Les bénéficiaires de la SPIIC peuvent communiquer avec la SPIIC au 1-800-267-3390 pour parler avec un conseiller juridique de la SPIIC. Tous les appels sont confidentiels.
[1] Willows c. Williams (1951), 2 W.W.R. (N.S.) 657 (Alta. S.C.). Dans cette affaire, une infirmière a obtenu gain de cause après avoir poursuivi le président du conseil d’administration de l’hôpital pour diffamation verbale. À l’occasion d’une réunion du conseil où l’on examinait la candidature de la plaignante au poste d’infirmière intendante, le président a déclaré : « Nous avons commis une erreur il y a un an et nous ne voulons pas refaire la même erreur. Elle est du même calibre que l’autre. Je me reporte au problème de drogue. » [trad. libre]

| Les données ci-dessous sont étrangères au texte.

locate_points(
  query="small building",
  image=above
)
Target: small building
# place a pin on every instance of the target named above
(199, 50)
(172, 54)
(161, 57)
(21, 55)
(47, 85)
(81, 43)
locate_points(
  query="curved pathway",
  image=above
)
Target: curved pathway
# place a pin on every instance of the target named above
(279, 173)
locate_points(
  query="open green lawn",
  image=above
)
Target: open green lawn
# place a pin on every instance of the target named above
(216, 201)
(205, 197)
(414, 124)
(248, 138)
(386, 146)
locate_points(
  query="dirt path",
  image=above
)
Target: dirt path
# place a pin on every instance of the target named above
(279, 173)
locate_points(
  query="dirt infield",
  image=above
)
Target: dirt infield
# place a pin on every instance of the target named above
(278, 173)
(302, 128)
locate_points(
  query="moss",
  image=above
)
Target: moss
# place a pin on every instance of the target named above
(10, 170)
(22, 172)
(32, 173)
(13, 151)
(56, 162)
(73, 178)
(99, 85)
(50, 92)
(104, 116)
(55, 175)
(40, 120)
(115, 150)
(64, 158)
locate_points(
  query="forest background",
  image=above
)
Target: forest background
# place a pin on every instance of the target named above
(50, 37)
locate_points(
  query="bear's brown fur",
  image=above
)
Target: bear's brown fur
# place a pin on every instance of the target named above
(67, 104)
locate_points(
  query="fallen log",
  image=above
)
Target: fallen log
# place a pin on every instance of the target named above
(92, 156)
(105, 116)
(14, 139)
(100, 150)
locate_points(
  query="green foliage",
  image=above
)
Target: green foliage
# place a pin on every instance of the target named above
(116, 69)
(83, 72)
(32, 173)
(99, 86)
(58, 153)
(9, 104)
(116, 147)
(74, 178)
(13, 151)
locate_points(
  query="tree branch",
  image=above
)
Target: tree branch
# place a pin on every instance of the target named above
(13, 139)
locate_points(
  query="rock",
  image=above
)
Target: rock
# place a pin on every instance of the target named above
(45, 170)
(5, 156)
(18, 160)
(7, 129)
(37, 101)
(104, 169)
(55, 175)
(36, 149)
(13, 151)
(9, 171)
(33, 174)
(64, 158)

[2] Grant c Torstar Corp, 2009 SCC 61 (CanLII), [2009] 3 SCR 640 (SCC) au para 28.
[3] Envisagez de consulter rapidement un avocat dans votre juridiction si vous souhaitez engager une action en diffamation. Les délais de prescription et les délais de préavis pour ce type de poursuite ont tendance à être courts.
[4] Hill c. Église de scientologie de Toronto, 1995 CanLII 59 (CSC), [1995] 2 RCS 1130 au para 143.
[5] Moore c Lenkorn, 1996 CanLII 6167 (QC CA), [1996] AQ No 77 (QC CA).
Mars 2020.
LA PRÉSENTE PUBLICATION SERT STRICTEMENT À DES FINS D’INFORMATION. RIEN DANS CETTE PUBLICATION NE DEVRAIT ÊTRE CONSIDÉRÉ COMME L’AVIS JURIDIQUE D’UN AVOCAT, D’UN COLLABORATEUR À LA RÉDACTION DU PRÉSENT BULLETIN OU DE LA SPIIC. LES LECTEURS DEVRAIENT CONSULTER UN CONSEILLER JURIDIQUE POUR OBTENIR DES CONSEILS SPÉCIFIQUES.